Le Premier ministre israélien a publié une nouvelle vidéo en hébreu sur X cet après-midi, dans laquelle il aborde le plan approuvé par le cabinet pour étendre l'offensive sur Gaza et confirme l'intention d'occupation. Selon des extraits traduits rapportés par Reuters, Netanyahu a déclaré que la population palestinienne de Gaza « sera déplacée, pour sa propre protection », ajoutant que les soldats israéliens n'entreraient pas dans Gaza pour lancer des raids puis s'en retirer par la suite : « l'intention est tout le contraire ».
« Contrôle total de l'aide humanitaire »
Le plan approuvé cette nuit prévoit également le contrôle de l'aide humanitaire. Là aussi, Smotrich affirme clairement la volonté d'Israël d'un « contrôle total de l'aide humanitaire, afin qu'elle ne se transforme pas en ravitaillement pour le Hamas » : « Nous voulons que nos soldats se battent contre un ennemi fatigué, affamé et épuisé, et pas face à un ennemi qui a de l'aide et des produits qui arrivent de l'extérieur de l'enclave ».
Israël interdit entièrement depuis le 2 mars l'acheminement d'aide humanitaire dans la bande de Gaza. Depuis un mois et 3 jours donc, aucune nourriture, aucun médicament, aucune fourniture essentielle n'a pu pénétrer dans l'enclave. Un blocus cruel qui a déjà causé la mort d'au moins 57 Palestinien·nes et menace des milliers d'enfants atteints de malnutrition, et qui aggrave encore la situation des hôpitaux gazaouis, déjà au bord de l'effondrement après 18 mois de bombardements israéliens.
C'est pour remédier à cette situation qu'il a lui-même volontairement créée qu'Israël présente donc son plan de « contrôle total de l'aide humanitaire ». Citant un responsable israélien anonyme, le Times of Israel a déclaré que le nouveau plan israélien impliquerait « des organisations internationales et des sociétés de sécurité privées [distribuant] des colis alimentaires » aux familles de Gaza.

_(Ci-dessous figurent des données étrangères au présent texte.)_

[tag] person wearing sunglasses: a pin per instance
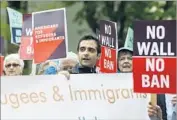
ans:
(13, 65)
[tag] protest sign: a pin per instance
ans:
(1, 55)
(1, 64)
(98, 61)
(15, 20)
(50, 34)
(129, 40)
(26, 46)
(154, 56)
(108, 39)
(1, 45)
(84, 97)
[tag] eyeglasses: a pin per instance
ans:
(13, 64)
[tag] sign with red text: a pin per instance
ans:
(1, 64)
(108, 39)
(154, 56)
(50, 35)
(84, 97)
(26, 47)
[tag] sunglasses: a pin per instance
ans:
(13, 64)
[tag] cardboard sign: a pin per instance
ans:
(129, 40)
(108, 39)
(84, 97)
(50, 35)
(26, 46)
(154, 56)
(15, 20)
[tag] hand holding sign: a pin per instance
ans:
(154, 58)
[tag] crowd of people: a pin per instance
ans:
(88, 53)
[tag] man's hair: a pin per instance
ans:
(16, 57)
(90, 37)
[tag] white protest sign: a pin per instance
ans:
(15, 20)
(83, 97)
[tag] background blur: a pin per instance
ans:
(83, 17)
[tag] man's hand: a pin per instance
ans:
(154, 111)
(65, 73)
(174, 100)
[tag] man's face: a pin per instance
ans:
(68, 65)
(125, 61)
(87, 53)
(12, 68)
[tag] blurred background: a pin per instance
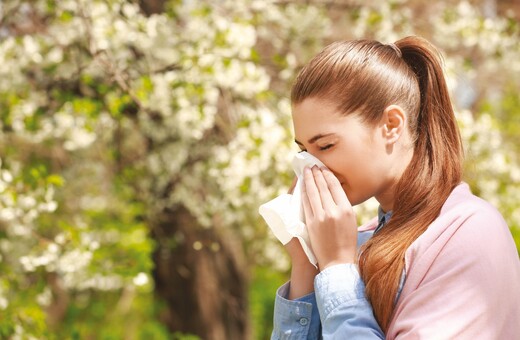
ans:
(138, 138)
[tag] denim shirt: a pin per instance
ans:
(338, 308)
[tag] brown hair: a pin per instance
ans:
(367, 76)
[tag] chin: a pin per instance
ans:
(353, 197)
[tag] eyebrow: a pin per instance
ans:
(315, 138)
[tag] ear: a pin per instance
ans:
(394, 123)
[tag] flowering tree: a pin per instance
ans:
(135, 149)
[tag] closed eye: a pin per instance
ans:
(326, 147)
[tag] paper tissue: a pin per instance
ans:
(284, 214)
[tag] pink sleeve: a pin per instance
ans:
(463, 280)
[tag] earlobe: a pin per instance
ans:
(394, 123)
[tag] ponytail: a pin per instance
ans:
(435, 169)
(365, 76)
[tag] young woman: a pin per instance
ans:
(438, 262)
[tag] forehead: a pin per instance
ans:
(315, 116)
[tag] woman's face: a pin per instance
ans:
(355, 152)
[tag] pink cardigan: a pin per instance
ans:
(462, 276)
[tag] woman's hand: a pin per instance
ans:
(329, 217)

Les soldats israéliens assureraient « une sécurité extérieure aux entreprises privées et aux organisations internationales qui distribuent l'aide ».
L'équipe humanitaire de campagne (HCT), un forum qui regroupe des agences des Nations unies, a déclaré dimanche que les responsables israéliens cherchaient à obtenir son accord pour acheminer l'aide par le biais de ce qu'elle a qualifié de « centres israéliens soumis aux conditions fixées par l'armée israélienne, une fois que le gouvernement aura accepté de rouvrir les points de passage ». Dans un communiqué, la HCT a déclaré qu'un tel plan serait dangereux et « contraire aux principes humanitaires fondamentaux et semblait destiné à renforcer le contrôle sur les produits vitaux comme moyen de pression, dans le cadre d'une stratégie militaire ».
La coalition a déclaré que l'ONU ne participerait pas à ce projet, car il ne respecte pas les principes humanitaires mondiaux d'humanité, d'impartialité, d'indépendance et de neutralité. Cette position a été saluée par le Hamas, qui a qualifié lundi de « chantage politique » les projets d'Israël visant à prendre le contrôle de l'aide humanitaire : « Nous rejetons l'utilisation de l'aide comme outil de chantage politique et soutenons la position de l'ONU contre tout arrangement qui viole les principes humanitaires », a déclaré le groupe armé dans un communiqué, insistant sur le fait qu'Israël est « entièrement responsable » de la « catastrophe humanitaire » à Gaza. Jan Egeland, le chef du Conseil norvégien pour les réfugiés (NRC), a affirmé de son côté que le plan israélien est « fondamentalement contraire aux principes humanitaires ».